By Dick Jerardi
When Disco Ebo crossed the finish line first in Saturday’s $100,000 Primonetta Stakes at Laurel Park, it continued one of the most amazing horse sagas which just happened to begin at the very same track almost 17 years ago.
It was Aug. 15, 2007 when Katarica Disco won her debut by 13 1/4 lengths at 66-1 over a field of maiden $16,000 claimers. The filly then won an allowance race before finishing far back in the Maryland Million Distaff. She never ran again and finished with career earnings of $26,940, But her story was just beginning.

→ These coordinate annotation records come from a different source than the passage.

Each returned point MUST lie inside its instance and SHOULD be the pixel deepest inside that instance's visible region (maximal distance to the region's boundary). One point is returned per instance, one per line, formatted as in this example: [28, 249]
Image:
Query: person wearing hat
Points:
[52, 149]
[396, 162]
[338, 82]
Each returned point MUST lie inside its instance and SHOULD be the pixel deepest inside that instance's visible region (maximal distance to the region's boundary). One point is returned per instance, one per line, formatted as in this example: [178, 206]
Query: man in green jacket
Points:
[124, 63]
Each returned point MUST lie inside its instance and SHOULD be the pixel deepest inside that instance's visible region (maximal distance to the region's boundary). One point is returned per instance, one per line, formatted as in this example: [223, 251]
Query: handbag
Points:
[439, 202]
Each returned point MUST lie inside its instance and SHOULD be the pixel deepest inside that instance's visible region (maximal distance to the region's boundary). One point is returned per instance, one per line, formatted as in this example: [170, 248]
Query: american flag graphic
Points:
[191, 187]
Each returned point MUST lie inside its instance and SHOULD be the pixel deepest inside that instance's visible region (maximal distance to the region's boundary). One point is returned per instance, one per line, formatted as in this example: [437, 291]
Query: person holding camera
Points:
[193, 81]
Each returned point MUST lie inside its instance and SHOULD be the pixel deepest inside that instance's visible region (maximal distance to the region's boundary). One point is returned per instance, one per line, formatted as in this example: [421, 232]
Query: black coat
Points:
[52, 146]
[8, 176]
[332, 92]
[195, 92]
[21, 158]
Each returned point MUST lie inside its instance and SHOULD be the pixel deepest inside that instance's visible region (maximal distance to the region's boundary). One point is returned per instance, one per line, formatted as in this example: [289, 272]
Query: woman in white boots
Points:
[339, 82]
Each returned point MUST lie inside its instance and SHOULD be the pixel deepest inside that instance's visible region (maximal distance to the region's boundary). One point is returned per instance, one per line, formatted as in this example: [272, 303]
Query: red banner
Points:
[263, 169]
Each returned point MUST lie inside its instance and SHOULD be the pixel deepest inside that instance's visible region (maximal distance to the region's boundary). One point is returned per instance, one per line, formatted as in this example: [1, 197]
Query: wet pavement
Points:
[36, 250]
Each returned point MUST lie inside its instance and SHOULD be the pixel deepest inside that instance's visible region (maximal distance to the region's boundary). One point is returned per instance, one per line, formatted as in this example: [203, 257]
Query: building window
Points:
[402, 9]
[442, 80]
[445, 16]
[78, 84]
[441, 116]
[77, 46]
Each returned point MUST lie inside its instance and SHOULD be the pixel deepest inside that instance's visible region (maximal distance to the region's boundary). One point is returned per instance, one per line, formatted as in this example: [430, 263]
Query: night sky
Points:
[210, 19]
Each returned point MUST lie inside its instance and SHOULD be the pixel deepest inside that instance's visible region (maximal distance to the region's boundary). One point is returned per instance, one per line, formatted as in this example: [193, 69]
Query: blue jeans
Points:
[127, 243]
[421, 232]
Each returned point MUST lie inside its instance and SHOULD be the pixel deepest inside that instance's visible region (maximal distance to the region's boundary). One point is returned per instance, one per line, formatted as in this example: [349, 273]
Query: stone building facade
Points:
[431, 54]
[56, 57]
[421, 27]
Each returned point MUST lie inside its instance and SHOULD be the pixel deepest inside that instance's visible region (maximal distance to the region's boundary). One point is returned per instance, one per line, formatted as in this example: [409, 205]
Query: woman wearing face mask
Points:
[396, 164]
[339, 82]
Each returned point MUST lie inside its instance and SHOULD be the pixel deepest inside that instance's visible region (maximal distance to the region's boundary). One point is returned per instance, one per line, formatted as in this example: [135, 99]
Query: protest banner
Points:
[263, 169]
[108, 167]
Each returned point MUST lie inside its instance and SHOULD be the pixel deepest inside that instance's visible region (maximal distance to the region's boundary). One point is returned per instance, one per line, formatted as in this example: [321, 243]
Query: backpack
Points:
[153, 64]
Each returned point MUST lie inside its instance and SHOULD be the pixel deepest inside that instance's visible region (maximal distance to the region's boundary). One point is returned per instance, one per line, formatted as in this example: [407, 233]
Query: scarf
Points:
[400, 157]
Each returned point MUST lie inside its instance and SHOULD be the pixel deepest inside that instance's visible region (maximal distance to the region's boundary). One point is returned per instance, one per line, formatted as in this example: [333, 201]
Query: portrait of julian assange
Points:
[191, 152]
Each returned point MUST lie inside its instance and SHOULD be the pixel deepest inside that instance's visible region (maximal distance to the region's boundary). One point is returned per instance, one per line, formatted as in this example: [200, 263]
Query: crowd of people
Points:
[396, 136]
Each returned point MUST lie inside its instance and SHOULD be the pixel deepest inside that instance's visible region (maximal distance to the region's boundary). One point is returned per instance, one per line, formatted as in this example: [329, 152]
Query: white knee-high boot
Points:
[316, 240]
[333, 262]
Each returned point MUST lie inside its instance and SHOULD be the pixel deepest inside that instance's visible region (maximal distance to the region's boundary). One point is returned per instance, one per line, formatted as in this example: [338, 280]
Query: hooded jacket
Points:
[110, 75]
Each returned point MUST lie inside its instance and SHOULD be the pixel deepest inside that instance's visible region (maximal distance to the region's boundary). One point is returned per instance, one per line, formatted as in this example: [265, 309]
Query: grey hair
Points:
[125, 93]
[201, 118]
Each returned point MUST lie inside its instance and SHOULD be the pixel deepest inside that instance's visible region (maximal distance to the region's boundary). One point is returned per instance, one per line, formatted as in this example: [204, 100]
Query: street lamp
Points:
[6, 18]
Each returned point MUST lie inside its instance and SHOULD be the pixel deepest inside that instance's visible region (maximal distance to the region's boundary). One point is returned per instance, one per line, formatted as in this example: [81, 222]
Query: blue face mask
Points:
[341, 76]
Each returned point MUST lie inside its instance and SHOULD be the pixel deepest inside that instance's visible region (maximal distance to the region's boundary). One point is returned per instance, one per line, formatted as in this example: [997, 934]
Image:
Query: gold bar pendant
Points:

The mare just turned 20 on March 5. Katarica Disco is a Maryland bred for Steve and Susan Quick’s St. Omer’s Farm located in Harford County, Md. Fifteen miles away at the Quicks’ son and daughter-in-law’s WynOaks Farm just across the Pennsylvania border, she regularly met up with the stallion Weigelia and the results were magic.
And nobody knows that better than trainer Butch Reid and owner Glenn Bennett whose LC Racing have owned so many of the mare’s foals solo or in partnership.

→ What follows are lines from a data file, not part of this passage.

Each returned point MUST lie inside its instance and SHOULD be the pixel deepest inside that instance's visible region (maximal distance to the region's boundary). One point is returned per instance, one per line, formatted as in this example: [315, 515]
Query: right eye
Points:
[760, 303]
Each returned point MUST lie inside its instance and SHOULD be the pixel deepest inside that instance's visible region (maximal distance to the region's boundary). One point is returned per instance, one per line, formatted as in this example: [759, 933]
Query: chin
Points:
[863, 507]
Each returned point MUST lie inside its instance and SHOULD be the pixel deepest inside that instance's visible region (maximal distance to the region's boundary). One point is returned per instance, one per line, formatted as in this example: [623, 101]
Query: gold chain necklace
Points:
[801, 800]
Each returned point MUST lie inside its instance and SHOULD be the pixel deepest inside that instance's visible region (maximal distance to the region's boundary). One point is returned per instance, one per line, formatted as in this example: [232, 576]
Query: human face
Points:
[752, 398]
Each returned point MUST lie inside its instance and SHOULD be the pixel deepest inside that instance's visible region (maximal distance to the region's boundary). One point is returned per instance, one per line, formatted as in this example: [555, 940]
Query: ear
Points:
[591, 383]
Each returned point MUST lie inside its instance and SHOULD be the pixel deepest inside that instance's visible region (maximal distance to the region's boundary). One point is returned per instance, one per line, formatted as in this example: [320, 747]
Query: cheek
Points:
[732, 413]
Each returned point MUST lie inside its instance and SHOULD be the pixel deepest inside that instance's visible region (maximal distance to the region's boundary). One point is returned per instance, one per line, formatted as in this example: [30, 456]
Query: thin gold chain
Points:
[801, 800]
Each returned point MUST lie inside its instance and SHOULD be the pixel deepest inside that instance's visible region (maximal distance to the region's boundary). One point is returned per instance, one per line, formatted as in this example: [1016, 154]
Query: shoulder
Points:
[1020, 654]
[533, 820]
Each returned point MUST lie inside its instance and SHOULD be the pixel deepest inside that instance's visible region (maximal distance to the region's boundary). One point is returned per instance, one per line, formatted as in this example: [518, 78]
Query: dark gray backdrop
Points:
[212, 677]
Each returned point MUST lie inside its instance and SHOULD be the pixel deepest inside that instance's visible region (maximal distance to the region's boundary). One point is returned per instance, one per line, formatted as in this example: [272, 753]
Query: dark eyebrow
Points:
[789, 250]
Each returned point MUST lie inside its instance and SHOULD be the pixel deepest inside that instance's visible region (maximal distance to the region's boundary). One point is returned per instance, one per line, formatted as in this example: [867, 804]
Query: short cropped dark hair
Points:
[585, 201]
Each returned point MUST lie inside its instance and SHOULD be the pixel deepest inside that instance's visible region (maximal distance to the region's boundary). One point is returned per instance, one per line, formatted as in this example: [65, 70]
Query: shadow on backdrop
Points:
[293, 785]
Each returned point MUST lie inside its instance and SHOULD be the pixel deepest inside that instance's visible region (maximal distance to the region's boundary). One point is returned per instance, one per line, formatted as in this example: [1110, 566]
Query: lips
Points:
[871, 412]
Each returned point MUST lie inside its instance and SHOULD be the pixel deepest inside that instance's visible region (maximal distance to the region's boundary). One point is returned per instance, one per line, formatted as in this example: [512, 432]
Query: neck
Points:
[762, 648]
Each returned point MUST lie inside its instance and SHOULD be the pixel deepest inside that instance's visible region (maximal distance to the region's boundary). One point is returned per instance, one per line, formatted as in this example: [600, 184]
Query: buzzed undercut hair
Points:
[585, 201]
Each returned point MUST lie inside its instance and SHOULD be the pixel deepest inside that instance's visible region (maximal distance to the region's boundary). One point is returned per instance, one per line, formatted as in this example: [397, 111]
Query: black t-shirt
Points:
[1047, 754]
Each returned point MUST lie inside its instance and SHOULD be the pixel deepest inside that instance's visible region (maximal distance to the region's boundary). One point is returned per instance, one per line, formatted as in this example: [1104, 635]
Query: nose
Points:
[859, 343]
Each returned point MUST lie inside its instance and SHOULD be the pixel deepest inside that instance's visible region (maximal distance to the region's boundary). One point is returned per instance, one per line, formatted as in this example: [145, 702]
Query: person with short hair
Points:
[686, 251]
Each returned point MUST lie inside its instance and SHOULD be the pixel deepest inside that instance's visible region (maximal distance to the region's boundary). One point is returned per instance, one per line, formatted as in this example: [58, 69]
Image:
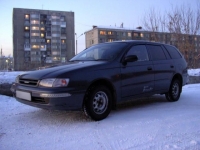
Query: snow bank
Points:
[153, 124]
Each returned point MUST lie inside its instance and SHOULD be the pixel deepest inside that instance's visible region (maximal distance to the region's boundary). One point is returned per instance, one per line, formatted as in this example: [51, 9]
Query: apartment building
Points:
[189, 45]
[101, 34]
[42, 38]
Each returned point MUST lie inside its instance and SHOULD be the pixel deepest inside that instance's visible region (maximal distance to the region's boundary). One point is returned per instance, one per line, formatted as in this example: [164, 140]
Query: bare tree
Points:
[183, 24]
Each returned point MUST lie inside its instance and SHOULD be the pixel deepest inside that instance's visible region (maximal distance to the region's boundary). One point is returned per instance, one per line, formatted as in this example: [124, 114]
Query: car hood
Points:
[53, 72]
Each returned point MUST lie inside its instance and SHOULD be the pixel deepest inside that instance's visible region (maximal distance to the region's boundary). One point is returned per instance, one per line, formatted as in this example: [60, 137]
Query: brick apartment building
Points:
[42, 38]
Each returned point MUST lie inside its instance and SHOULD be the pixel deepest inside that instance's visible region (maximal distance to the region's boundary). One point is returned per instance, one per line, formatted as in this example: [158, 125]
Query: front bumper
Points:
[49, 98]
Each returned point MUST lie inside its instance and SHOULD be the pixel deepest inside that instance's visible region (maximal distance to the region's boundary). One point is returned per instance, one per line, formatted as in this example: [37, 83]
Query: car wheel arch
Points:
[178, 77]
[103, 82]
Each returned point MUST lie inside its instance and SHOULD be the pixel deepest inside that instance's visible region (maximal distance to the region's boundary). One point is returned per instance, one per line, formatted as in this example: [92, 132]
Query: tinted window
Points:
[173, 52]
[106, 51]
[140, 51]
[156, 52]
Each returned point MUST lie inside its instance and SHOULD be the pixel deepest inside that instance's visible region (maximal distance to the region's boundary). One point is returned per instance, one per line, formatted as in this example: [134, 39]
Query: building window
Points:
[55, 53]
[110, 32]
[55, 23]
[63, 41]
[102, 32]
[35, 22]
[33, 40]
[48, 41]
[26, 28]
[35, 46]
[62, 18]
[34, 28]
[35, 34]
[135, 35]
[42, 35]
[55, 35]
[123, 33]
[129, 34]
[42, 28]
[110, 40]
[34, 16]
[102, 40]
[26, 16]
[55, 17]
[26, 34]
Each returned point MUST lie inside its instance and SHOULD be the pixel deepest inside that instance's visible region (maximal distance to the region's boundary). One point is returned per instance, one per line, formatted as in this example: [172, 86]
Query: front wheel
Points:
[98, 103]
[174, 91]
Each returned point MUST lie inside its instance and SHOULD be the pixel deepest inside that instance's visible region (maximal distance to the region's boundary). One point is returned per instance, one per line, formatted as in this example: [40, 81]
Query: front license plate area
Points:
[23, 95]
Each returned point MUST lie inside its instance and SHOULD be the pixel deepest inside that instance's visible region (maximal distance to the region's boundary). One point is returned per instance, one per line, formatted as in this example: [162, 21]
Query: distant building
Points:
[100, 34]
[189, 45]
[6, 63]
[42, 38]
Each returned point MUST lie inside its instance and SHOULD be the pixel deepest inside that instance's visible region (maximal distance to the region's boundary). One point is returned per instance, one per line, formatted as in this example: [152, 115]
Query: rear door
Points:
[137, 77]
[163, 66]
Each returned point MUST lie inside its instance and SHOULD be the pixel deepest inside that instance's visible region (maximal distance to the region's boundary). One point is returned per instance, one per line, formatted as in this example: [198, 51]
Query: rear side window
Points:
[156, 52]
[173, 52]
[140, 51]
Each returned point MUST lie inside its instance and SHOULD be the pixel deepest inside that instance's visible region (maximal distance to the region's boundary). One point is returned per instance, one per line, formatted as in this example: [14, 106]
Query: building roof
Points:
[116, 28]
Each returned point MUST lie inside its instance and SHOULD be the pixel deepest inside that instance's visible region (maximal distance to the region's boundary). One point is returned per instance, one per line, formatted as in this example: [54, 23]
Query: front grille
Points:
[28, 82]
[39, 100]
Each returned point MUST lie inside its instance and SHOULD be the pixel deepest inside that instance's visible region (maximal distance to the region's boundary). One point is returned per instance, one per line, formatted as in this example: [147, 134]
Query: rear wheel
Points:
[98, 103]
[174, 91]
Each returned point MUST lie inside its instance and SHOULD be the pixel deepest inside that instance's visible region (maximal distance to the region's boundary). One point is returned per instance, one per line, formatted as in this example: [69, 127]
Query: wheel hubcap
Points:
[175, 90]
[100, 102]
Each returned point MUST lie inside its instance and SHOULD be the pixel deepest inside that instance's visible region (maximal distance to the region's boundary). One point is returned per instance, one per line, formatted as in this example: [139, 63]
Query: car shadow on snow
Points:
[70, 117]
[142, 102]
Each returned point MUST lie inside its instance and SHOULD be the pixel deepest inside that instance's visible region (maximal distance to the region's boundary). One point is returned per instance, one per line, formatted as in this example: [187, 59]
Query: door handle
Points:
[149, 68]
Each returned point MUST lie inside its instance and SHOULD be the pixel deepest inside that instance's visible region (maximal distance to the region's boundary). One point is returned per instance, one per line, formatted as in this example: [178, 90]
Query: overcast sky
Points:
[87, 14]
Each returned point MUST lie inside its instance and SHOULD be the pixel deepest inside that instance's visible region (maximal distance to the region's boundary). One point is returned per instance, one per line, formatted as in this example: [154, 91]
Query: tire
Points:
[174, 91]
[97, 104]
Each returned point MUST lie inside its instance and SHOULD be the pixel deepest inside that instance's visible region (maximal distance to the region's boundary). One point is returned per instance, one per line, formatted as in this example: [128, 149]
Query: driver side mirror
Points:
[130, 58]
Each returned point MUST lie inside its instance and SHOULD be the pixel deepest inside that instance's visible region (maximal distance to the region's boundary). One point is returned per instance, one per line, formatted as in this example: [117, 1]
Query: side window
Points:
[173, 52]
[140, 51]
[156, 52]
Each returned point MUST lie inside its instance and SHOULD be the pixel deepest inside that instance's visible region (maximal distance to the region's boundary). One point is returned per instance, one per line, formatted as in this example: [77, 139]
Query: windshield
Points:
[106, 51]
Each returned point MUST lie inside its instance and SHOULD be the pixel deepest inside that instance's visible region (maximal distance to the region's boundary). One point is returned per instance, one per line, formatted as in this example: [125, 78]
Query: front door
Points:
[137, 77]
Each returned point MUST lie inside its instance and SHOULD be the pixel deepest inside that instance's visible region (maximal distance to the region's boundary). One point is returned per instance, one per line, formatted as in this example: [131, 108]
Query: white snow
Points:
[194, 72]
[151, 123]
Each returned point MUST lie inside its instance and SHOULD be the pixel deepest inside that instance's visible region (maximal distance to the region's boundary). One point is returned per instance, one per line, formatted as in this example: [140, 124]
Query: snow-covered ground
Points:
[152, 123]
[9, 77]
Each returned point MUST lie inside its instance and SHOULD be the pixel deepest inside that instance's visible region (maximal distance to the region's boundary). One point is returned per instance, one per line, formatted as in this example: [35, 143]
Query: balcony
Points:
[48, 35]
[63, 36]
[63, 24]
[27, 47]
[43, 47]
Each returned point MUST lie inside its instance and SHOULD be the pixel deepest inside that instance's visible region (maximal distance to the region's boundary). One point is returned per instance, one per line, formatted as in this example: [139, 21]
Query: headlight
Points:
[17, 79]
[53, 82]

Katarica Disco’s 11 foals to race have 305 starts, with 67 wins, 69 seconds and 40 thirds for earnings of $3,578,165.
The Quicks have made nice scores with all that Pa. sired and Pa. bred money. Reid and Bennett have been part of at least $2.7 million in purse money after they purchased the full brothers and sisters at sales or privately.

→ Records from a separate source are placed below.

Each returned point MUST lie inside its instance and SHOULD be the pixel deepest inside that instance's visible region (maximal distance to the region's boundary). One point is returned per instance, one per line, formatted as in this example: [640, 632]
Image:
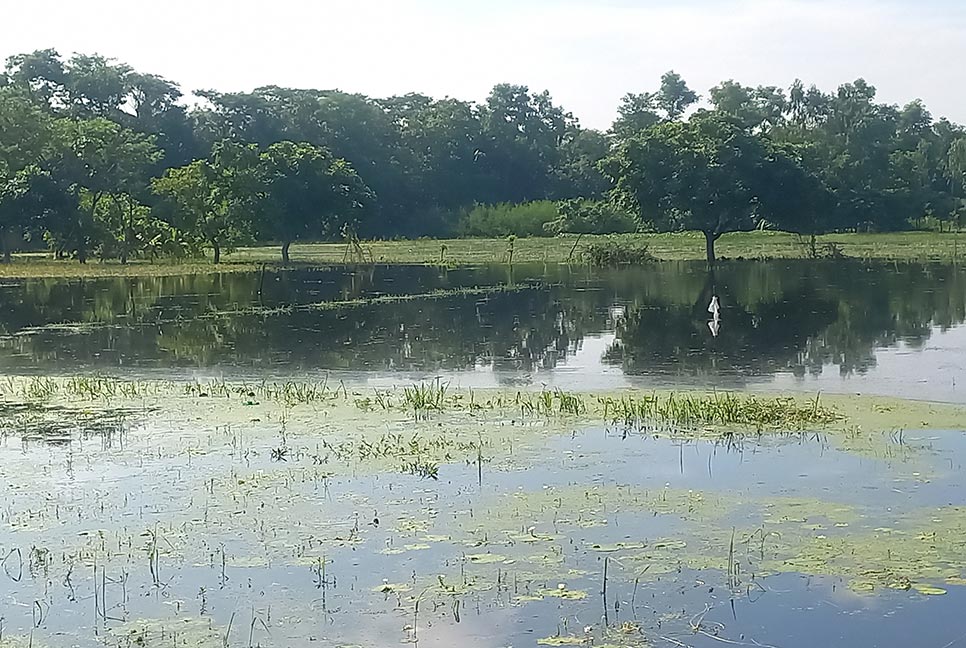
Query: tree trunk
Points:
[5, 241]
[709, 239]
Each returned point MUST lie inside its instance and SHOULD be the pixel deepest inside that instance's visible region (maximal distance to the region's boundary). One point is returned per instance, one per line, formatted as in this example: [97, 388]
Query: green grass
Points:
[903, 246]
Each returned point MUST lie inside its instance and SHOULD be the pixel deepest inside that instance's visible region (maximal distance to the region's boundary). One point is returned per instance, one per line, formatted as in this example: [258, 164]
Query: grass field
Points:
[904, 246]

Check out this list: Smooth B (56-10-13-8 $818,267), Disco Ebo (22-11-3-2 $658,544), Disco Rose (36-4-9-4 $449,280), Fat Kat (29-9-5-4 $423,318) and Fore Harp (23-6-4-5 $325,542). Reid and Bennett also had Pink Princess (66-16-19-7 $572,135) for part of her career where she was often claimed. (Chuck Zacney’s Cash Is King has been partners in several of the foals, including Disco Ebo).
“They were good for me so I was going to buy everyone no matter what,” Bennett said. “It wasn’t like I was paying a lot of money for them.” (Disco Ebo cost $52,000 at Timonium in 2020).
By the way, Weigelia has done pretty well himself even when not bred to Karatica Disco. His offspring have made 3,879 starts with 540 wins, 493 seconds, 489 thirds and earnings of $17,620,017. The horse himself won more than $1 million in a 48-race career (13 wins) that included a victory in the Carry Back at Calder and a second in the 2004 King’s Bishop at Saratoga.
Weigelia’s son Beren has lit it up at Parx for years with earnings of $897,970. He is owned by St. Omer’s and Christopher Feifarek and, yes, trained by Reid.
So, the sire has been really good, but, together with Katarica Disco, they have been golden. Her foals account for a bit less than 8 percent of Weigelia’s offspring’s total starts and just more than 20 percent of his offspring’s career earnings.
And that last number is only going to go up. Fore Harp is entered in Saturday’s King T. Leatherbury Stakes at Laurel Park. Disco Ebo is as good as she’s ever been. The story continues.